Eskişehir’de Atatürkçü Düşünce Derneği (ADD) Eskişehir Şubesi ile Adaletin Hukuk ve Parlamenter Demokrasi İdeali Derneği, 18 Mayıs 2025 tarihinde düzenledikleri ortak basın açıklamasıyla gündemdeki kritik gelişmelere karşı net bir duruş sergiledi. Açıklamada hem PKK terör örgütünün kamuoyuna sunduğu bildiri hem de Türkiye’de yeniden alevlenen anayasa değişikliği tartışmaları en ağır ifadelerle eleştirildi.

Dernek başkanları Mehmet Avcı ve Mehmet Ektaş tarafından imzalanan metin, Türkiye Cumhuriyeti'nin kurucu değerlerine yönelik olası tehditlere karşı güçlü ve kararlı bir duruşla kaleme alındı. Açıklamanın başında Gazi Mustafa Kemal Atatürk ve Lozan Antlaşması'nın mimarı İsmet İnönü'nün manevi huzurunda oldukları belirtilerek başlayan konuşmada, Türkiye’nin emperyalist güçler ve onların yerli iş birlikçilerine karşı tarih boyunca verdiği mücadelenin devam ettiği vurgulandı.

PKK’nın yakın zamanda yayımladığı bildiriye atıf yapan açıklamada, örgütün sözde barış diliyle teslimiyetini gizlemeye çalıştığı belirtildi. “PKK silahlarını bırakmak zorunda kaldıysa bu barış değil, açık bir teslimiyettir. Türk devletinin muhatabı bir terör örgütü olamaz. Türk vatandaşları arasında hiçbir zaman savaş olmadı ki barıştan söz edilsin” ifadeleriyle PKK bildirisi reddedildi.

Açıklamanın en dikkat çekici bölümlerinden biri, Türkiye’de yeniden gündeme gelen anayasa değişikliği tartışmaları üzerineydi. Dernekler, bu tartışmaları yalnızca hukuki bir süreç olarak değil, Türkiye Cumhuriyeti’ne karşı başlatılan yeni bir siyasi saldırı olarak nitelendirdi. “Türkiye yeni ve zorlu bir savaşın içindedir.
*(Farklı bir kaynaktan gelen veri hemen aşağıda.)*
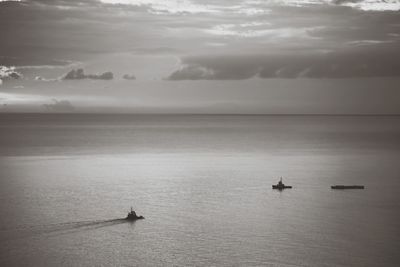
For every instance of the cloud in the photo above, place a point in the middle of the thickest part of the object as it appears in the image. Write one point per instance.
(79, 74)
(129, 77)
(59, 106)
(7, 73)
(42, 79)
(344, 64)
(371, 5)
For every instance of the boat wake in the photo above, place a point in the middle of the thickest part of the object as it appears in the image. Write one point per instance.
(57, 228)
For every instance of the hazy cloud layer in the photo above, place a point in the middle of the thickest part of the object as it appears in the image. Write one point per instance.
(160, 40)
(129, 77)
(79, 74)
(344, 64)
(59, 106)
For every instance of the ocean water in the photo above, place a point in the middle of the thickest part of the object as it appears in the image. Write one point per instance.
(203, 184)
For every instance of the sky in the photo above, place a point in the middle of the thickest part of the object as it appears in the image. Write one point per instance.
(200, 56)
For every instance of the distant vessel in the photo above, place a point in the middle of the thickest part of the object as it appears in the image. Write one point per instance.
(281, 186)
(347, 187)
(132, 216)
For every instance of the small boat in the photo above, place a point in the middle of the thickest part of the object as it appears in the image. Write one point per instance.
(280, 186)
(347, 187)
(132, 216)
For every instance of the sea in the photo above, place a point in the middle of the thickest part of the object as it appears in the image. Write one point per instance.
(203, 184)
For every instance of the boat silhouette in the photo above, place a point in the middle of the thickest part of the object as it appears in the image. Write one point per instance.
(132, 216)
(280, 186)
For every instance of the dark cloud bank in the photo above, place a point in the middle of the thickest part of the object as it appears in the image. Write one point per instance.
(80, 75)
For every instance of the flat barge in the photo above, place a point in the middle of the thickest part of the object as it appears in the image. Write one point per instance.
(347, 187)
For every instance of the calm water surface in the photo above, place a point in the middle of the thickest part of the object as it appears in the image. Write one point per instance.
(204, 185)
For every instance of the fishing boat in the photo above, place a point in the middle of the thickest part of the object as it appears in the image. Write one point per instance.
(280, 186)
(132, 216)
Bu savaşın en önemli cephesi Anayasa üzerinden yürütülecektir” denilen açıklamada, özellikle anayasanın ilk dört maddesinin ve başlangıç bölümünün hedef alındığı öne sürüldü.

Mevcut anayasanın, Türkiye Cumhuriyeti'nin laik, demokratik, sosyal bir hukuk devleti olduğunu güvence altına aldığı hatırlatılarak, bu temel ilkeleri zedelemeye yönelik her girişimin Türkiye’nin egemenliğine karşı bir saldırı olduğu vurgulandı. Özellikle 5, 6, 7, 8, 9, 10, 11, 42, 66, 76, 81, 103, 127, 134 ve 174. maddelerin de bu kapsamda tehlikede olduğu savunuldu.
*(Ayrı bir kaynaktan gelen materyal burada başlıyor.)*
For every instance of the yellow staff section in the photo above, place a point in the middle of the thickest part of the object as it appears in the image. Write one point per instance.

Basın açıklamasında Lozan Antlaşması’nın önemi ayrı bir başlık olarak ele alındı. Lozan’ın yalnızca Türkiye’nin sınırlarını belirleyen bir antlaşma değil, aynı zamanda Türk milletinin egemenliğini ilan eden bir siyasi manifesto olduğu ifade edildi. Bu bağlamda, 1924, 1961 ve 1982 anayasalarının her birinin bu egemenlik anlayışını anayasal güvenceye kavuşturduğu hatırlatıldı. “Egemenlik Türk milletinindir. Bu hak pazarlık konusu yapılamaz, devredilemez” denilerek anayasa üzerinden yapılacak her müdahalenin Cumhuriyet'e ihanet anlamı taşıyacağı belirtildi.
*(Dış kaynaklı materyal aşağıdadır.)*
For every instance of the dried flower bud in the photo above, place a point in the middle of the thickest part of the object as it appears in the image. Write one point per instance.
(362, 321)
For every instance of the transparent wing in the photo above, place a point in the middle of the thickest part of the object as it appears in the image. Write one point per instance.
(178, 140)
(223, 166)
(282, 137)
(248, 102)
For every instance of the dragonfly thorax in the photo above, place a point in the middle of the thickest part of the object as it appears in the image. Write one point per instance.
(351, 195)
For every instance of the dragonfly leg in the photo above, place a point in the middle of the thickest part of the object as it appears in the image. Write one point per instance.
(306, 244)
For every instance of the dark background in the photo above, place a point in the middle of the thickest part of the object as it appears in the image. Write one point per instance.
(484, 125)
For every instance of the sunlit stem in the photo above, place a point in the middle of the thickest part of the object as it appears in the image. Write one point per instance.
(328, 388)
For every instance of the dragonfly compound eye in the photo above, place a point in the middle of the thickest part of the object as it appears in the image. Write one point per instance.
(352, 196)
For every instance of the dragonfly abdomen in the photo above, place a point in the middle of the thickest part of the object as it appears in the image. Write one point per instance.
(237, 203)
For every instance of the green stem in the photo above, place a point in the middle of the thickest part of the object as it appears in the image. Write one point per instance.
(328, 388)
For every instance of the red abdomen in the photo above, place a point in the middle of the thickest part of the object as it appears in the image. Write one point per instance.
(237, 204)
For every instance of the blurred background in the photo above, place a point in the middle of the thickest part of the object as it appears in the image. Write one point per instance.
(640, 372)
Açıklamada ayrıca PKK’nın bildirisi için kullanılan dilin Türkiye’de yeni bir “siyasal sorun” yaratma amacı taşıdığı öne sürüldü. Terör örgütüne atfedilen taleplerin gerçekte onu yönlendiren emperyalist güçlerin yazdığı bir senaryo olduğu belirtilerek, bu çabanın Cumhuriyet’in kurucu değerlerini hedef aldığı vurgulandı.

Dernekler, Türkiye’nin geçmişte de benzer tuzaklarla karşılaştığını ve her seferinde bu oyunları bozduğunu hatırlattı. Sevr Antlaşması örneği verilerek, o dönem de Türkiye’yi bölme hayali kuranların Atatürk’ün liderliğinde tarihe gömüldüğü belirtildi. “Bugün de aynı sahneye hazırlık yapılıyor. Ancak Türk milleti bu oyunları bozacak güç ve bilince sahiptir” denildi.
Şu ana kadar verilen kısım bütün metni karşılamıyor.